Durante o primeiro mandato de Rosinha como Prefeita de Campos, após licitação em lote único, em outubro de 2009, foi celebrado o contrato nº 306/2009 (Morar Feliz I) entre o Município e a empresa, tendo como objeto a construção de 5.100 unidades habitacionais e a urbanização de seus respectivos loteamentos, com pagamento do valor inicial de R$ 357.497.893,43, além dos aditivos que se seguiram. Posteriormente, por ocasião da reeleição de Rosinha, nos mesmos moldes da contratação anterior, em fevereiro de 2013, foi celebrado o contrato nº 85/2013 (Morar Feliz II), que previa a construção de 4.574 unidades habitacionais, pelo valor inicial de R$ 476.519.379,31. Ambos os editais de licitação continham cláusulas extremamente restritivas, o que evidenciava que o instrumento convocatório havia sido preparado para que a Odebrecht fosse a vencedora dos certames.
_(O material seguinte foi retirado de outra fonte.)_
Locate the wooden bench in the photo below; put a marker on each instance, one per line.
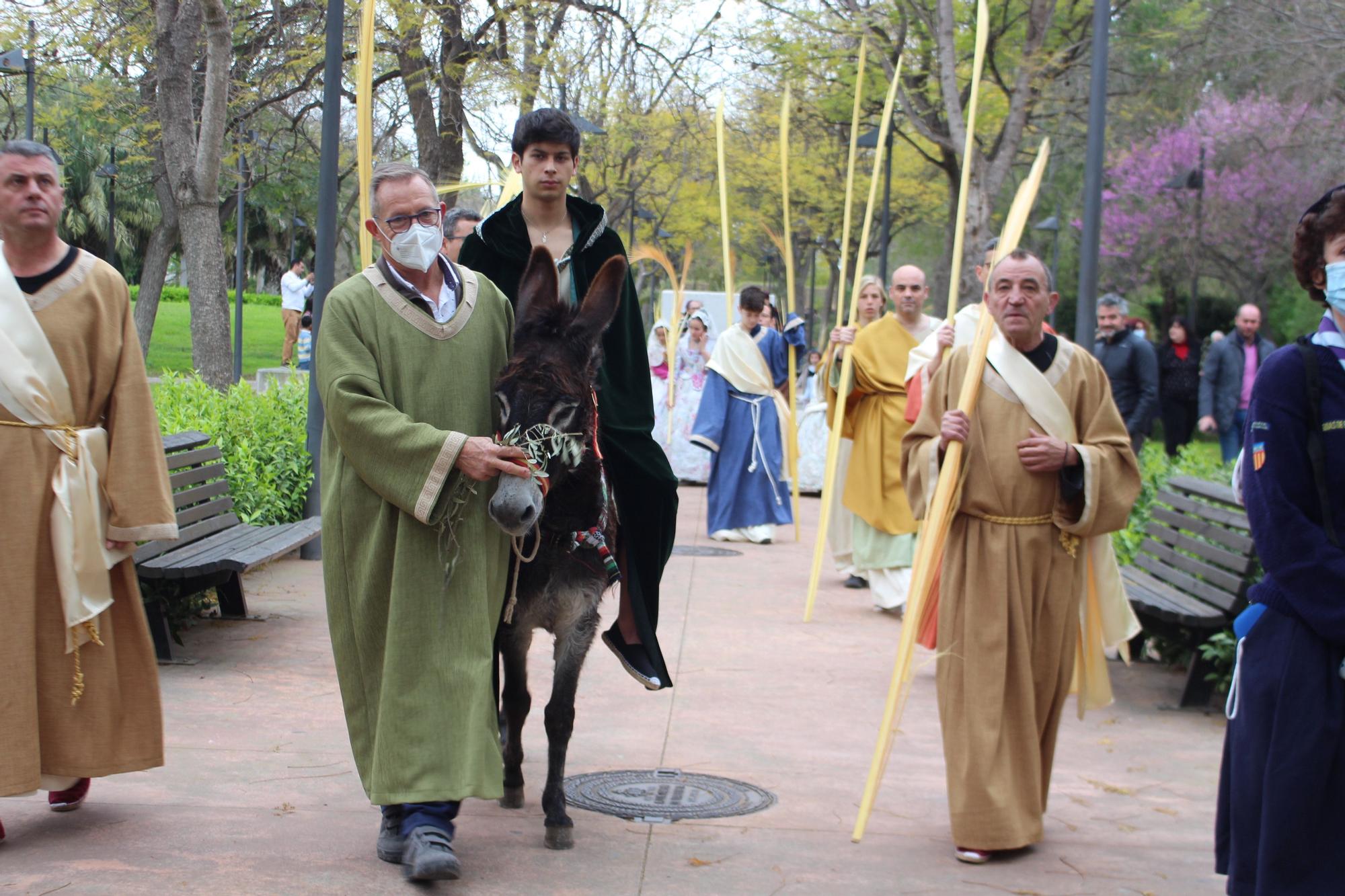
(1192, 572)
(215, 548)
Após estudos técnicos elaborados pelo GATE/MP-RJ, foi possível constatar superfaturamento contratual na ordem de R$ 29.197.561,07 (vinte e nove milhões, cento e noventa e sete mil, quinhentos e sessenta e um reais e sete centavos), por ocasião do Morar Feliz I e R$ 33.368.648,18 (trinta e três milhões, trezentos e sessenta e oito mil, seiscentos e quarenta e oito reais e dezoito centavos), em decorrência do Morar Feliz II, em prejuízo dos cofres públicos municipais.